Comment From: gakesson
Agree @FiloSottile that it is possible to solve today but it is more of a matter that these "workarounds" are not entirely intuitive (for example first suggestion of setting InsecureSkipVerify will probably break one ore two security scanners/linters, whereas the second example I guess it is easy to forget to set the ServerName which I assume means no SNI is sent in the client handshake) and might be a bit error-prone. For me I even have a third implementation option where I create a custom RoundTripper which atomically swaps the underlying Transport whenever the CAs change.
Comment From: Galabar001
It's certainly possible to solve with a custom verifier. However, I don't think we want API users to copy the current verifier implementation code, adding in their certificate loading. What if that implementation changes? Also, how do they find that implementation? Do they need to look in the GIT repo for Go to find it?
Comment From: espadolini
FWIW it's also impossible to return arbitrary TLS alert errors from VerifyConnection
, which is occasionally useful ("bad certificate" or "unknown certificate authority" as opposed to "handshake failure").

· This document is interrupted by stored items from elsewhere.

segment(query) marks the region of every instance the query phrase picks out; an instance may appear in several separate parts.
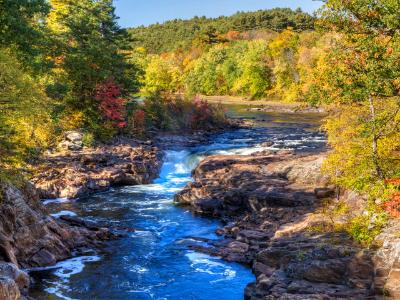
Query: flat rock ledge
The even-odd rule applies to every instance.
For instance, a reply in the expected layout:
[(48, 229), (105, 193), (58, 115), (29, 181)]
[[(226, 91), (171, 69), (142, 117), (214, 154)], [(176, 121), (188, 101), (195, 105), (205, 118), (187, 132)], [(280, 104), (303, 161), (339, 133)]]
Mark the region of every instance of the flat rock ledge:
[(162, 152), (153, 142), (120, 139), (110, 145), (46, 155), (32, 182), (42, 199), (77, 198), (111, 186), (151, 183)]
[(0, 299), (29, 299), (23, 269), (51, 266), (115, 239), (110, 228), (78, 219), (54, 219), (30, 183), (0, 186)]
[[(223, 241), (191, 247), (251, 266), (257, 279), (245, 299), (400, 299), (400, 225), (378, 237), (379, 249), (329, 230), (332, 220), (320, 208), (336, 191), (320, 175), (324, 157), (211, 156), (176, 195), (178, 204), (226, 222), (217, 232)], [(349, 206), (360, 202), (347, 196)]]

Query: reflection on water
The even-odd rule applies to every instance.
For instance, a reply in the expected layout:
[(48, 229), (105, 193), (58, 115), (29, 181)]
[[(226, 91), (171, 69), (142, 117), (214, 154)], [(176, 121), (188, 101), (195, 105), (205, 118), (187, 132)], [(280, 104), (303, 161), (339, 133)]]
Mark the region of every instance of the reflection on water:
[[(31, 271), (31, 295), (38, 299), (243, 299), (254, 280), (239, 264), (193, 252), (192, 237), (219, 239), (217, 220), (192, 215), (174, 206), (173, 195), (190, 180), (191, 170), (207, 155), (249, 154), (264, 149), (316, 151), (324, 136), (315, 131), (313, 116), (256, 116), (260, 125), (216, 135), (208, 145), (165, 153), (160, 178), (154, 184), (121, 187), (76, 201), (58, 199), (46, 204), (55, 216), (77, 214), (136, 229), (110, 242), (98, 253), (75, 257), (51, 268)], [(285, 121), (286, 120), (286, 121)], [(273, 141), (272, 146), (263, 146)]]

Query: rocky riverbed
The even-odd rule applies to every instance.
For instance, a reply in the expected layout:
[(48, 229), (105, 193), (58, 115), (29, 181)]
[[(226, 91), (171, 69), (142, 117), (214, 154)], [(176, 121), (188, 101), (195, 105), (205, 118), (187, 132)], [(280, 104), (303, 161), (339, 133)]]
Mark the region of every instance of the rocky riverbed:
[[(245, 298), (398, 299), (399, 238), (395, 222), (377, 244), (365, 249), (343, 232), (330, 230), (332, 216), (321, 209), (335, 201), (335, 189), (321, 175), (324, 154), (288, 151), (211, 156), (194, 170), (175, 201), (200, 214), (221, 218), (223, 241), (196, 251), (250, 265), (257, 276)], [(362, 213), (366, 203), (345, 193)], [(329, 209), (329, 208), (328, 208)], [(203, 240), (204, 242), (204, 240)], [(207, 241), (205, 241), (207, 242)]]

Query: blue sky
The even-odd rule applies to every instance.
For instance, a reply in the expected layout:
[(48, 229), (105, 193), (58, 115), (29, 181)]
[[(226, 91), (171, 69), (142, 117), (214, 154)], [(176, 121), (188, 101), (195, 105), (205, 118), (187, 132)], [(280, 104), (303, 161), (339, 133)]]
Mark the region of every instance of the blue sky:
[(114, 0), (122, 27), (149, 25), (194, 16), (229, 16), (237, 11), (273, 7), (301, 7), (313, 12), (321, 6), (315, 0)]

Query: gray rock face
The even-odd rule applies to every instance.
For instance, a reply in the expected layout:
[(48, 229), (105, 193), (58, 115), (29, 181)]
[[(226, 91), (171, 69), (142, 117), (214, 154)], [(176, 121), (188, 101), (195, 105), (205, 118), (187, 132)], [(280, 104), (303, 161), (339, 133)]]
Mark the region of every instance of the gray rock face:
[(269, 206), (310, 206), (315, 202), (313, 187), (324, 181), (314, 171), (321, 163), (319, 156), (294, 159), (287, 151), (277, 155), (212, 156), (200, 163), (194, 182), (175, 201), (218, 217), (257, 212)]

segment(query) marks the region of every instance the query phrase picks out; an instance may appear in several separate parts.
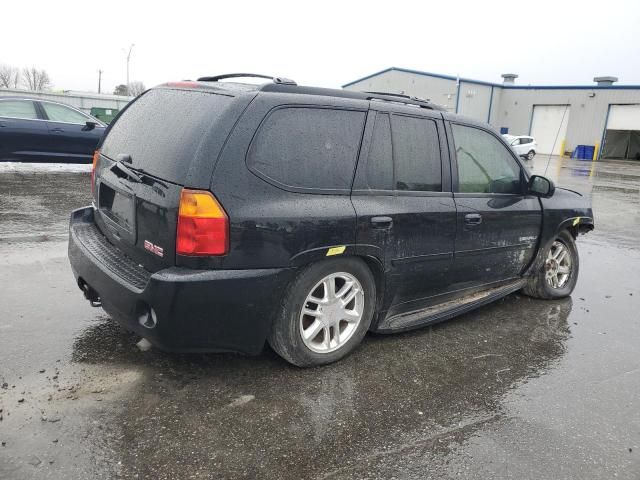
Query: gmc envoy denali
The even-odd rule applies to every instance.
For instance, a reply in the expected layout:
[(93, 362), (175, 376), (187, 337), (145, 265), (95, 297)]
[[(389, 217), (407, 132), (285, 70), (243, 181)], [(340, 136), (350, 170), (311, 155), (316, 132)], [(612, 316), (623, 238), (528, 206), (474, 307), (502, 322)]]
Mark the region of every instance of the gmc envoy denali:
[[(269, 78), (263, 85), (222, 82)], [(428, 101), (252, 74), (132, 101), (72, 213), (78, 286), (161, 349), (313, 366), (367, 331), (440, 322), (578, 278), (588, 202), (486, 124)]]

I think that the problem that this issue is highlighting (which doesn't necessarily have to be solved by crypto/tls
) is that the ecosystem should start (at least optionally) using callbacks for client TLS configs rather than using a single object for everything - I have no idea how that is supposed to play with things that want or need to modify the TLS config to add next protos tho.
Comment From: ms-jcorley
IMO, the need for GetRootCAs boils down to two things:
-
The current interface is already 3/4 there with GetClientCertificate and RootCAs. The current state is both recognition that certificates don't last forever and that custom roots are a thing. It feels unfinished/lopsided to ignore that custom Roots don't last forever, just like client certs. (Note that custom root scenarios are often cases where you actually want very short life spans)
-
From an open-source-goodness-to-the-world perspective: IMO, from a security perspective the current state "encourages bad behavior". Some under-time-pressure developers who need to use custom roots are going to use this interface, not know about other work arounds (or have time to find/explore them), and decide they can't roll their roots willy-nilly. So they will make the short-term decision to make really long-life roots which is often a bad thing. Yes, we can blame them for not doing a better job, but why leave the pitfall there for people to fall into?
In short: GetRootCAs is simply finishing what was already started and making it easy (and more likely) for users of this interface to do the right thing.
Comment From: aclements
Putting this on hold for the proposal process while things are still being worked out.